In vitro eye irritation (RhCE), key study, RL1

This GLP compliant in vitro study was performed according to OECD guideline 492 to assess the eye irritation potential of the test item by means of the Human Cornea Model Test. The test item proved to be an MTT reducer in the MTT pre-test, but did not have intrinsic colour or proved to dye water or isopropanol in the colour interference pre-test. Therefore, additional tests with freeze-killed tissues had to be performed. The viability values resulted in these additional tests were used to correct the values gained in the main experiment. Tissues of the human cornea model EpiOcular™ were treated with the test item, the positive and the negative control for 30 minutes each in duplicate. 50 μL of the test item and of the controls, respectively, were applied to each tissue, spread to match the tissue size. Treatment with the positive control induced a decrease in the mean tissue viability compared with the negative control to 21.74%, thus the validity of the test system is ensured. The acceptance criteria were met. The difference of relative viability between the two relating tissues was < 20 p.p. in the same run (for test item tissues, positive and negative control tissues). Irritating effects were not observed following incubation with the test item.
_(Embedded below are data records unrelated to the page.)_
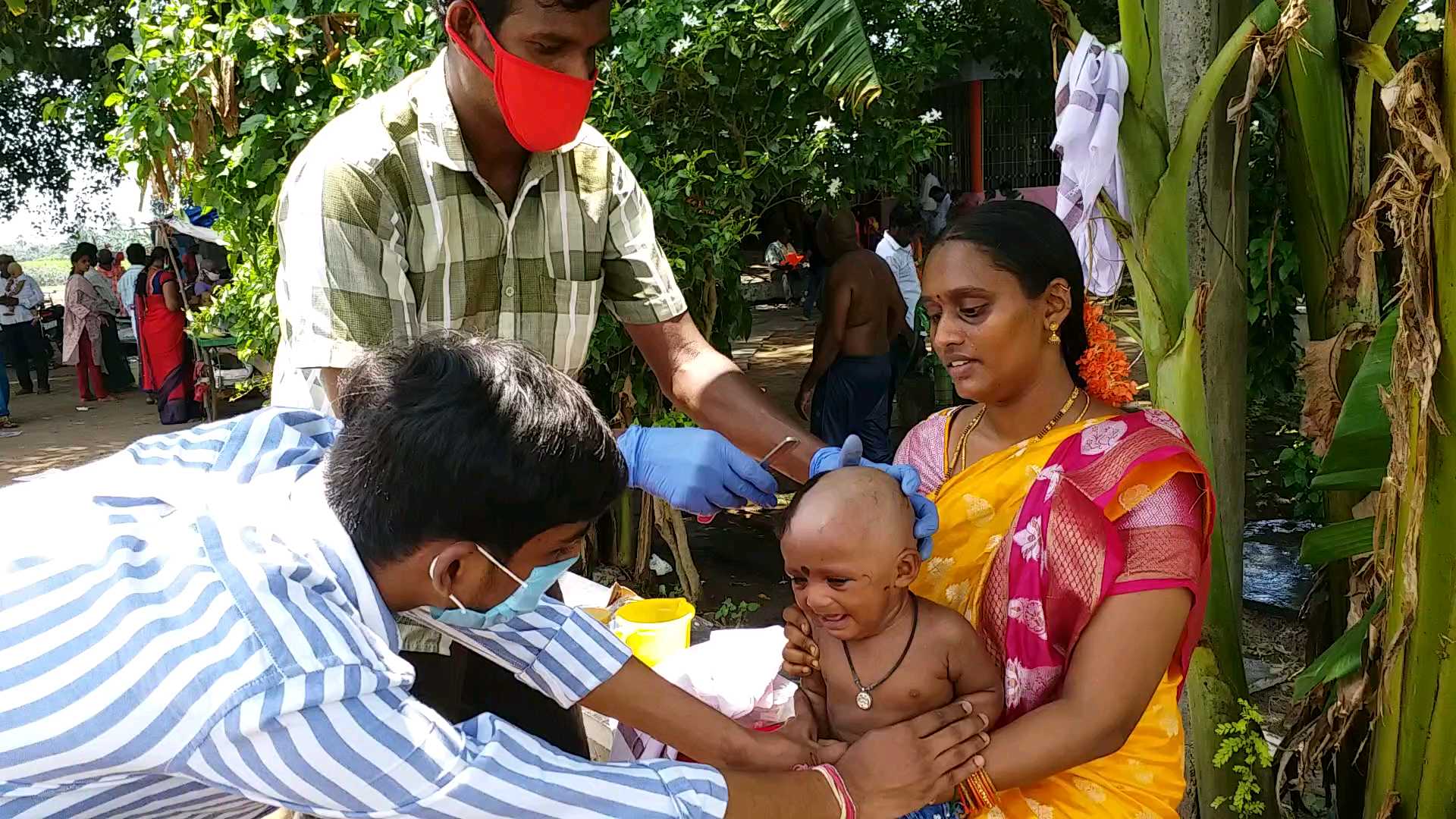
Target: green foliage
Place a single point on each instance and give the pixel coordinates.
(52, 121)
(715, 112)
(734, 614)
(835, 34)
(290, 66)
(1274, 283)
(708, 104)
(1337, 541)
(1244, 745)
(1343, 656)
(1298, 466)
(1360, 447)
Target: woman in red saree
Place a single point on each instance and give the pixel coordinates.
(162, 341)
(1074, 535)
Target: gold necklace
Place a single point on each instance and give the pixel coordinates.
(960, 447)
(1084, 414)
(959, 463)
(1076, 392)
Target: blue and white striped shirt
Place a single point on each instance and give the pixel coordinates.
(196, 635)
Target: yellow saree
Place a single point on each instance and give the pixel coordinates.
(968, 567)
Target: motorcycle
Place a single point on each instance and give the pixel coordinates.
(53, 328)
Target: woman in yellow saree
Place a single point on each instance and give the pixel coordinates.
(1074, 535)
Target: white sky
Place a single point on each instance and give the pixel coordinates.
(34, 224)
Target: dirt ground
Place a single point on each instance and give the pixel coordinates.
(55, 435)
(737, 554)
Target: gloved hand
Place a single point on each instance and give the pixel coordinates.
(695, 469)
(927, 519)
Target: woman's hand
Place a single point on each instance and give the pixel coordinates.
(800, 653)
(900, 768)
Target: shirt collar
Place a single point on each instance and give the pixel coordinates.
(440, 137)
(312, 510)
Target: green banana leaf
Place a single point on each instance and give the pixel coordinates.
(1343, 656)
(1360, 449)
(835, 34)
(1338, 541)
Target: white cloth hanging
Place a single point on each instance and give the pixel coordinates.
(1091, 91)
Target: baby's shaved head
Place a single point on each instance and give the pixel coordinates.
(861, 506)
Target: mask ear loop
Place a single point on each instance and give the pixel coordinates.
(498, 564)
(433, 582)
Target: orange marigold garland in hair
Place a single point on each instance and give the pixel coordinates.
(1104, 366)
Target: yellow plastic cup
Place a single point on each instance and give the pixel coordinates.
(654, 629)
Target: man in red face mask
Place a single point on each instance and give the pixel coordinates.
(473, 197)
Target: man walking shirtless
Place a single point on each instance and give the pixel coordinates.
(846, 388)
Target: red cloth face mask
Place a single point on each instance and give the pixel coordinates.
(544, 110)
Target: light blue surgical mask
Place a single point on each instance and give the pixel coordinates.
(522, 601)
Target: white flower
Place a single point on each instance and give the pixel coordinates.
(1030, 614)
(1103, 438)
(1030, 541)
(1053, 477)
(1014, 682)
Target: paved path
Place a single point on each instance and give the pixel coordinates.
(778, 352)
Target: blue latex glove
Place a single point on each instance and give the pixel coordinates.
(695, 469)
(927, 519)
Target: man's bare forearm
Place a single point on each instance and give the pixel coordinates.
(714, 392)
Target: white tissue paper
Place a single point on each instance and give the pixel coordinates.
(736, 672)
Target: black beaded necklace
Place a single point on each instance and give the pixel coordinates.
(864, 700)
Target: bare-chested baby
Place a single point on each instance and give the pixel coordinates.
(886, 654)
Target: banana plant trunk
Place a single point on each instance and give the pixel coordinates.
(1416, 729)
(1172, 303)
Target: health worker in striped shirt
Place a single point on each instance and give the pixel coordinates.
(473, 196)
(213, 637)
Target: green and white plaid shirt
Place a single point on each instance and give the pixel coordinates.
(384, 228)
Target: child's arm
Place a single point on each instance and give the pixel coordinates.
(808, 710)
(974, 673)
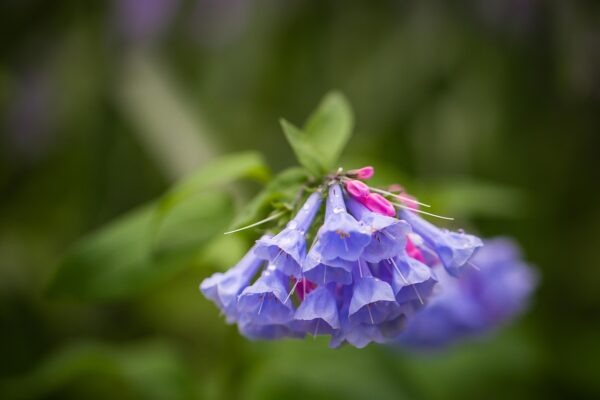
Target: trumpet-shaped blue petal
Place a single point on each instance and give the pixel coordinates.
(341, 235)
(318, 313)
(255, 331)
(224, 288)
(453, 248)
(317, 270)
(372, 301)
(411, 280)
(287, 249)
(266, 302)
(388, 235)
Compared with the value of the negative control, the mean absorption value corresponding to the tissue viability did not decrease below 60% (determined value for the test item: 80.18%).

 

Conclusion: According to the results of an in vitro skin and eye irritation assay, the test item was found to be not irritating to skin and eye.

Justification for classification or non-classification

Based on the available in vitro studies, it is concluded that the test item is not a skin or eye irritant and should not be classified under EU Classification, Labelling and Packaging of Substances and Mixtures (CLP) Regulation (EC) No 1272/2008, as amended for seventeenth time in Regulation (EU) No 2021/849.